「すもうねこ」終了。どん底の頃から支えてきた「同志」の、功績と素晴らしさとは?

「すもうねこ」の時代

一時代を築いた誰かが無くなると、「昭和が終わった」と言う人が居る。

30年前から昭和なんて終わっている。今更何を言うんだと思う。いつまで昭和気分で居るんだと思う。昭和の次の平成になってから30年が経ち、平成の歴史すら終わろうとしているのだ。

もう、次に進まねばならない。
今、何をしなければならないのか。
そういうことを考える時期に来ていると私は思う。

話は少し逸れてしまったが、私の中で一つのことが終わったと思う出来事があった。
誰かの引退ではない。
そう。
「すもうねこ」が最終回を迎えたのである。

ご存知無い方のために説明すると「すもうねこ」というのは、はすまるさんが描く、猫の力士が主人公の相撲漫画である。当然猫が力士になることも無いし、リアルを求める作品でないことはキャラクター設定からも明らかだ。

猫が何故か力士になるのだが、他の力士は全て人間だ。犬の国王が居たり、狼男が天下一武道会に出場するドラゴンボールのような世界観とは異なる。あくまでも「すもうねこ」だけが特殊なのであり、彼以外は至極真っ当だ。

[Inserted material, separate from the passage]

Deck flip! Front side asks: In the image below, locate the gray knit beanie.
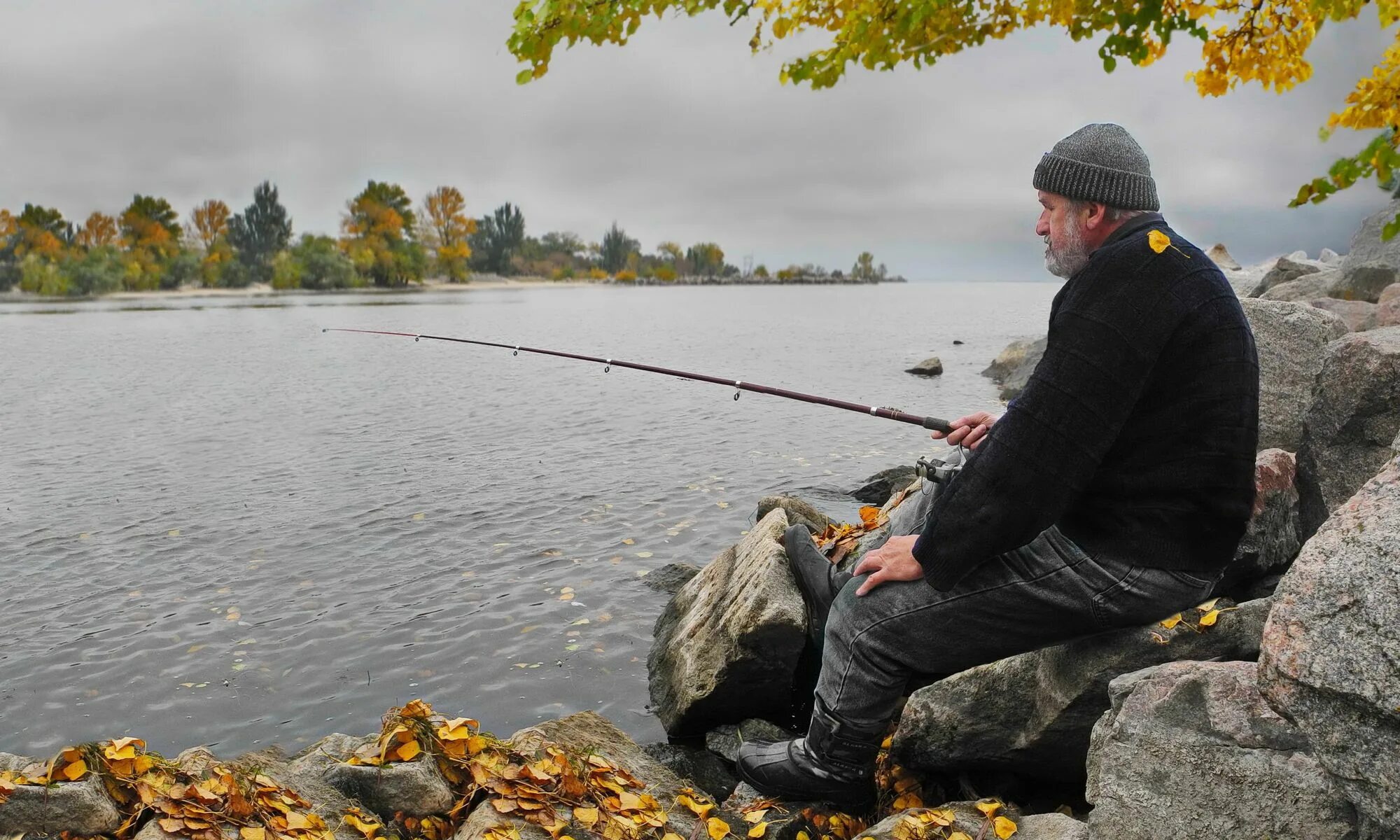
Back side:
[1033,123,1161,210]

設定だけを考えると、何が面白いんだろうと思う。この面白さを伝えるのは「水曜どうでしょう」を全く知らない人にそれを伝えるのと同じくらい難しいと思う。これは恐らく、言葉で伝える類の面白さではないのだろう。

何が面白いのかはよく分からない。でも、どこか放ってはおけなくて、アップされると何となく読んでいる。ツイッターにアップされ、ウェブで楽しむことが出来る。そういう読み方が非常によく合っているのだ。

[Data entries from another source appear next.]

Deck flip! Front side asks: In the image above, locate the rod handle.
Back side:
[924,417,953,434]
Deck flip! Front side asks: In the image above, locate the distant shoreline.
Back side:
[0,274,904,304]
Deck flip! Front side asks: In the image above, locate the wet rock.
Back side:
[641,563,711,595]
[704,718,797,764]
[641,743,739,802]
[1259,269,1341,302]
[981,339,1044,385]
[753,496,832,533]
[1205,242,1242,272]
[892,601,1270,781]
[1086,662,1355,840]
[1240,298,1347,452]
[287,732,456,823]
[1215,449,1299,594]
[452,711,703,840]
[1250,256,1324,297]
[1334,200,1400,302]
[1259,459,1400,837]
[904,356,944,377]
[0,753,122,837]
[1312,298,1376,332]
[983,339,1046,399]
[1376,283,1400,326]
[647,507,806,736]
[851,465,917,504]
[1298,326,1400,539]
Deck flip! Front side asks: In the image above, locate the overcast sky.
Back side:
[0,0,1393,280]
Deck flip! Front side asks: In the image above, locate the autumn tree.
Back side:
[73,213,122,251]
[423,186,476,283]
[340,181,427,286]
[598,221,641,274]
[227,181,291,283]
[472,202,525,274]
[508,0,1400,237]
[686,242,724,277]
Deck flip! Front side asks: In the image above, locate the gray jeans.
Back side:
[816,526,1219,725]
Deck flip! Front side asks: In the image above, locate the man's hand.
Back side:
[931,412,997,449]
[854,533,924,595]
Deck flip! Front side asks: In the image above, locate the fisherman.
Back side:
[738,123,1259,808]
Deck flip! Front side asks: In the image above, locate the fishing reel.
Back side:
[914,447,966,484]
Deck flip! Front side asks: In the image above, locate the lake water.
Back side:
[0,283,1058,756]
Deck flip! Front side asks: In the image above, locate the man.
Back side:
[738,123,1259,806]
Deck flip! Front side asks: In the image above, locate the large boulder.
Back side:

大相撲人気がどん底の2010年に始まり、人気を獲得すると、ウェブだけではなく単行本として出版され、それだけでは飽き足らず、NHK Eテレでも放送され、更には大相撲アプリにまで進出となった。このような作品、存在は「すもうねこ」だけだったと思う。

続けられる「凄さ」

この作品の面白いところは、作者が明らかに相撲が好きだということだ。思い付きの設定というよりは、作者のはすまるさんが相撲が好きということが起点となって漫画が描かれているのだ。その競技に魅せられ、書きたい世界が有るからこそ、彼女は1000回以上も「すもうねこ」を描くことが出来たのである。そうでなければ、かなり早い段階でネタ切れを起こしてしまうことは確実だ。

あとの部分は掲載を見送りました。